Из ответственности перед собственным даром, словом и читателями Толстой шесть или семь раз переделывал «Войну и мир». Булгаков двенадцать лет раздвигал, будто подзорную трубу, и шлифовал своего «Мастера». Бабель исписывал двести листов, чтобы отжать из них рассказ в десяток страниц – но таких, что можно над ними плакать или смеяться, хмелея от сочетаний слов, как от хорошего вина. О Набокове и говорить не приходится – он преклонялся перед Флобером еще и потому, что хорошо владел французским. Роман «Госпожа Бовари» Набоков сравнил со слоеным пирогом и в своих лекциях учил, как его надлежит есть, смакуя, словно обожаемый всеми нами с детства торт «наполеон». С равным успехом этот роман можно сравнить с китайскими ажурными костяными шарами, наподобие нашей матрешки, только цельными, или же с парусником в бутылке.
Все это странно, поскольку в романе вроде бы описывается довольно тусклая жизнь довольно никчемных людей. Эмма Бовари отличается от них только накалом грез о яркой жизни и яростной любви и готовностью ради этого пойти на все. Все в нашем мире недолюблены, и сами любят, как умеют. О том же говорят, по сути, симметричная флоберовскому роману и куда более сложная и глубокая «Анна Каренина» Толстого, «Легкое дыхание» Бунина (вот кто порой умел до предела отжимать прозу!), «Леди Макбет Мценского уезда» Лескова и даже «Старосветские помещики» молодого Гоголя. Смерть Эммы буднична, Анны – даже героична, но по-настоящему умирают от любви только Шарль Бовари и гоголевский овдовевший старичок, оба бесцветные донельзя – вот ведь в чем парадокс. Значит, важно не только «что», но и «как», и «кто», и «зачем» пишет.
Флобер начинал свой путь в литературе романтиком и закончил мизантропом. А его «Госпожа Бовари» – точка равновесия, гвоздик, на котором качаются плечи правды о жизни и о любви.

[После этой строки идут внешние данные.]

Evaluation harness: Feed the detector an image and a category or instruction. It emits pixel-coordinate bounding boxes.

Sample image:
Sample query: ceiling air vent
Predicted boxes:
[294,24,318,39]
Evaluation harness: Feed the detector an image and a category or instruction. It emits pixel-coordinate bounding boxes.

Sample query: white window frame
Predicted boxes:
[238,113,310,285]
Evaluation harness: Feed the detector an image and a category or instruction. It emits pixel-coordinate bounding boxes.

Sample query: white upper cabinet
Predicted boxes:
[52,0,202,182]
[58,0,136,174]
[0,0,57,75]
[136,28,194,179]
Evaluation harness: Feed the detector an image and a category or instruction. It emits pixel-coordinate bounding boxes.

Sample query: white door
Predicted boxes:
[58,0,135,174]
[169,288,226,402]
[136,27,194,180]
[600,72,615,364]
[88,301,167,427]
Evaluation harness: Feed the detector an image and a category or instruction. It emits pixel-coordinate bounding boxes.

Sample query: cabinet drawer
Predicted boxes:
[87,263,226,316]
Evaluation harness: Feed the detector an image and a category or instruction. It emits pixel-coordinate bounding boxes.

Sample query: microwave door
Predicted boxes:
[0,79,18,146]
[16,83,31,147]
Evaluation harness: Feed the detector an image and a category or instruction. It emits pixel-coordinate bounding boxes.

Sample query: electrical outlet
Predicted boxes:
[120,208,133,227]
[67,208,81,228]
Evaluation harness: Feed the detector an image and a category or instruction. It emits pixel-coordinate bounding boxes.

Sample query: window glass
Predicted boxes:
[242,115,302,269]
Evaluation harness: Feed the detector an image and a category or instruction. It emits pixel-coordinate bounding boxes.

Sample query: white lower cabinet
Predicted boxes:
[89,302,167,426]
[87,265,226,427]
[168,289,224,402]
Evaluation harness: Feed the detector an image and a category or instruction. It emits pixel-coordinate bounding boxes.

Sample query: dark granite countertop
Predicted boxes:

«Сегодня я был одновременно мужчиной и женщиной, любовником и любовницей и катался верхом в лесу осенним днем среди пожелтевших листьев; я был и лошадьми, и листьями, и ветром, и словами, которые произносили влюбленные, и румяным солнцем», – так писал Флобер своей ученице и любовнице об удавшейся ему сцене соблазнения Эммы Родольфом в девятой главе второй части романа. Флобер обожал верховую езду.